Parents Will Love the Results Too

Parents will rest easy, knowing that their children’s writing is improving demonstrably. They’re also going to appreciate that while the system works wonderfully in conjunction with direct teacher instruction, it is not teacher-dependent.  EssayPop is also a stand-alone system that, because of its comprehensive help and messaging features, allows students to work through the rigors of essay writing on their own. The inclusion of independent practice opportunities, embedded lessons, and numerous paragraph models provides further support for independent users. Parents will also be pleased by the sight of their children using their devices for something other than Snapchat or Instagram.

We Take the Pressure Off Teachers

Teachers will welcome EssayPop because it’s not just another esoteric or gimmicky educational widget soon to be shelved and forgotten. This writing application guides students, one step at a time, through the creation of academic, multiple-paragraph essays in a way that is completely scaffolded.  The messaging system will allow the teacher to give individualized feedback to students at any time, but will also create a “crowdsourcing effect” that will allow students to seek assistance from the hive community.  This feature will take a substantial load off of teachers which will naturally allow them to sign more essays.  EssayPop’s unique auto-commentary, feedback generator will also make giving support to students easier. Our system also integrates seamlessly with Google Docs, Google Classroom, Schoology and other blended learning platforms.

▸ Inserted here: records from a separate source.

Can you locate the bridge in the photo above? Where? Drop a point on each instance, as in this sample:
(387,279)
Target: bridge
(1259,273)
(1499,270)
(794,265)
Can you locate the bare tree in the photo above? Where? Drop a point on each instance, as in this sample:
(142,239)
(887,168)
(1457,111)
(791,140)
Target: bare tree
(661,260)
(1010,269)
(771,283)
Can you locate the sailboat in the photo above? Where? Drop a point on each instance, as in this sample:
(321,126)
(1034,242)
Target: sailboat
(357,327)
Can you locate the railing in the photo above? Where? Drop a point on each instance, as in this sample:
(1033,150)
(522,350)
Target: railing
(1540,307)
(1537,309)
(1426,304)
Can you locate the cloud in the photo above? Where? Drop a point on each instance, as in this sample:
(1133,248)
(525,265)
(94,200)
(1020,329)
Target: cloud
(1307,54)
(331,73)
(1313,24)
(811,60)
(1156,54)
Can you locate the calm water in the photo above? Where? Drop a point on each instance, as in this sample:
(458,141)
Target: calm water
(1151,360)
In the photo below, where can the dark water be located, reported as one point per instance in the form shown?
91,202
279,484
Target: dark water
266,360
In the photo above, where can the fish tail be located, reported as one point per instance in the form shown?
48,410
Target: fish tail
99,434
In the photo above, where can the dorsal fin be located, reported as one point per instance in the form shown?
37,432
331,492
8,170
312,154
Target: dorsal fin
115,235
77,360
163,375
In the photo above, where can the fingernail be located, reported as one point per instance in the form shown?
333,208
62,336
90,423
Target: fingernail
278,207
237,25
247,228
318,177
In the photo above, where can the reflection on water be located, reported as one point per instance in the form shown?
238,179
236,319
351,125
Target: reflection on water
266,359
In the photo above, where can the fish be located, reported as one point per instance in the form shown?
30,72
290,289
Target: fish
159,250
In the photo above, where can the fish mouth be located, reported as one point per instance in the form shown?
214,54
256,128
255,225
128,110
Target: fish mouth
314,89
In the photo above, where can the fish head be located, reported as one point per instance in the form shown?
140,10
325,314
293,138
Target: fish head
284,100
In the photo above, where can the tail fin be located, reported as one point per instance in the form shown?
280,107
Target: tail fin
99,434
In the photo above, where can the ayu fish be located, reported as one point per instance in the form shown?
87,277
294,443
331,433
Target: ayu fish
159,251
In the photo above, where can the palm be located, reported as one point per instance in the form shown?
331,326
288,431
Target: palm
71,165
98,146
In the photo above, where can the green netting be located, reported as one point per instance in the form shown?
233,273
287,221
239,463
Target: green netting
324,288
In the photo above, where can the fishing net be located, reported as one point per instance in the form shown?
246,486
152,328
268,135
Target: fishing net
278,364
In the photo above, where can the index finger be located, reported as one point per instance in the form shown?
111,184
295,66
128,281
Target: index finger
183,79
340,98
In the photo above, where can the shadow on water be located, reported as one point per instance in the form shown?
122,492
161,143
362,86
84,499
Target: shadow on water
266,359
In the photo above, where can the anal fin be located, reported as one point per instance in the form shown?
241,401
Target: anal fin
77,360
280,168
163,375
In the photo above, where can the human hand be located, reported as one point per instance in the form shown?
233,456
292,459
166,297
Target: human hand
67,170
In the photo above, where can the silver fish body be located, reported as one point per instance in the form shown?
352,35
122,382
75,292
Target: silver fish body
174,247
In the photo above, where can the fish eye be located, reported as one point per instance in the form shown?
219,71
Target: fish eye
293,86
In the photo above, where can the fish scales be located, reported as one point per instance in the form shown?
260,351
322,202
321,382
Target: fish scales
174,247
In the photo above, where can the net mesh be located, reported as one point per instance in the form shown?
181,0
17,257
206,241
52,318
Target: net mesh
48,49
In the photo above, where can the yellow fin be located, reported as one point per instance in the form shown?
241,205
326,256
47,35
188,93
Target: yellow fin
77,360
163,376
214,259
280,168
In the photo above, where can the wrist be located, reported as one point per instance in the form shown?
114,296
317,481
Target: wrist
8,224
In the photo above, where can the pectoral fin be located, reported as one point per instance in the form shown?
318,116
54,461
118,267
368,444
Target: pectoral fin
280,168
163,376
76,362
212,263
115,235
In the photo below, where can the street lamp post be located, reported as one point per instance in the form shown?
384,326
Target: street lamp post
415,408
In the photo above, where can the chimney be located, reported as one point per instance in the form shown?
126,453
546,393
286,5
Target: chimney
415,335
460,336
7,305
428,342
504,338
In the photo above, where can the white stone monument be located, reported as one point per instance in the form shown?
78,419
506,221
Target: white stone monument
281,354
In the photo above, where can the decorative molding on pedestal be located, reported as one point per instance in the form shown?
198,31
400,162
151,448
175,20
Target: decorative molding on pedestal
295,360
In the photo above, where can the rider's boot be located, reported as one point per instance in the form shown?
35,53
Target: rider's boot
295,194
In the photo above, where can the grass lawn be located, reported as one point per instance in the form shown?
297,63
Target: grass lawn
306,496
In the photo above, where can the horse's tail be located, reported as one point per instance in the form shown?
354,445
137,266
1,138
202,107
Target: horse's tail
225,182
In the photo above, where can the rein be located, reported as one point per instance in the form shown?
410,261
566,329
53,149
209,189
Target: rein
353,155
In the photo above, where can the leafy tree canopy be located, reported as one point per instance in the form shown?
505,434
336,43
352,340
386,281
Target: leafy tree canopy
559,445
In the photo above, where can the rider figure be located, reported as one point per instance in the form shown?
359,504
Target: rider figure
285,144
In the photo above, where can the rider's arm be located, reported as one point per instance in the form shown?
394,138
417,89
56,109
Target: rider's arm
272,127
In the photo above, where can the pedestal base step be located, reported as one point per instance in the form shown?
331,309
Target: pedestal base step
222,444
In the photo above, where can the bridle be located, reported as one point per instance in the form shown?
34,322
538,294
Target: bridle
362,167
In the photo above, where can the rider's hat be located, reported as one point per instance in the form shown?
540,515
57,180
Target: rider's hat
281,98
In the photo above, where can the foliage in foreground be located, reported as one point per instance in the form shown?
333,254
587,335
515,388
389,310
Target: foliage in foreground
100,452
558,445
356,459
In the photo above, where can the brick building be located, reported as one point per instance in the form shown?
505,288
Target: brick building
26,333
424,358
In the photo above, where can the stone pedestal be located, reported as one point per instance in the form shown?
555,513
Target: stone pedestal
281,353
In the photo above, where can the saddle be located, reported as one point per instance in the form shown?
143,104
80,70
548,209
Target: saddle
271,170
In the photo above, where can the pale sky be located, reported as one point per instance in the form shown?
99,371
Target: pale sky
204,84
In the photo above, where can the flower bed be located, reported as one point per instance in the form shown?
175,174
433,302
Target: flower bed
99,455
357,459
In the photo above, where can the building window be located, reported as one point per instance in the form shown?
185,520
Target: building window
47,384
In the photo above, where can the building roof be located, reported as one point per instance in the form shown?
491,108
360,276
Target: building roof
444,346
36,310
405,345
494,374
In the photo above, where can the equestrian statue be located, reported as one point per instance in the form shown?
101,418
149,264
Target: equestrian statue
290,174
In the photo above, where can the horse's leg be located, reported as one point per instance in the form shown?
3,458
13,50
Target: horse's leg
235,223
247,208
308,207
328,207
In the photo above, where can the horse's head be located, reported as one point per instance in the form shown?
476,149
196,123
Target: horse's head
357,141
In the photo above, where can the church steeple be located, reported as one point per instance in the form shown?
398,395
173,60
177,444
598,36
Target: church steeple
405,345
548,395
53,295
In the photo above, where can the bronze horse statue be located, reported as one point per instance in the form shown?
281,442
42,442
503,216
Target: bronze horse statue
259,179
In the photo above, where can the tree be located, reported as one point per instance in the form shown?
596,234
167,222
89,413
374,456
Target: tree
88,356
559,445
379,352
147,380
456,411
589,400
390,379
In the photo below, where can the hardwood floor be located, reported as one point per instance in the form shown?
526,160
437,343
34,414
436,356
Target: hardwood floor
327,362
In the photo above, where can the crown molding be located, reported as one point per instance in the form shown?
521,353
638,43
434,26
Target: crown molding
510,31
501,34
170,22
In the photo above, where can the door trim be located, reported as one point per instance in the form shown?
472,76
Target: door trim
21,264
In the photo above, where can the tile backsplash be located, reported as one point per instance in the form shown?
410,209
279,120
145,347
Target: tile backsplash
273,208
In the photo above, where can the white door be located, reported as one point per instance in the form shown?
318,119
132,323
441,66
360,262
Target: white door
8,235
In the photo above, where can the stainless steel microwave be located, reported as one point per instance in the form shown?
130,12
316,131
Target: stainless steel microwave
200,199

We invite you to adopt the essaypop system

By adopting EssayPop at your school or district, you will be providing your students with a state-of-the-art, technology-based writing system that will improve their writing skills immediately.  You will be providing your teachers, at long last, with a powerful instructional tool that will allow them to teach academic essay writing in all subject areas in ways that will satisfy today’s rigorous standards.  You’ll also be lightening their grading load without sacrificing feedback to students.

By adopting EssayPop at your school, you’ll be partnering with an organization that not only focuses on essay writing, but on customer service as well.  We will come to your school and train your teachers to master the system, and we will stay in close touch with your school and your teachers.